CDU-Präsidiumsmitglied Jens Spahn hat seine Partei zu einer deutlicheren Auseinandersetzung mit dem Islam aufgefordert. "Machen wir uns nichts vor: Zuwanderung aus islamischen Ländern verändert in Teilen das Klima in unserem Land", sagte der CDU-Politiker dem Nachrichtenmagazin "Der Spiegel".

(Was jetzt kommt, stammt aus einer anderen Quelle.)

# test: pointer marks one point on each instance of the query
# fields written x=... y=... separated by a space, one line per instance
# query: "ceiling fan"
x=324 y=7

"Wenn ich mit meinem Freund durch Berlin gehe, muss ich mir auf einmal wieder dumme Sprüche anhören, weil ich schwul bin. Mädchen sollen nicht am gemeinsamen Schwimmunterricht teilnehmen dürfen. Und auf deutschen Straßen hören wir wieder Sprüche wie `Juden ins Gas‘ – und die kommen nicht nur von Neonazis. Wir haben auch Antisemitismus importiert." Spahn weiter: "Wer unsere offene Gesellschaft für verdorben und verweichlicht hält oder wer in einem Gottesstaat leben will, dem kann ich einfach nur sagen: Geh und such dir ein anderes Land."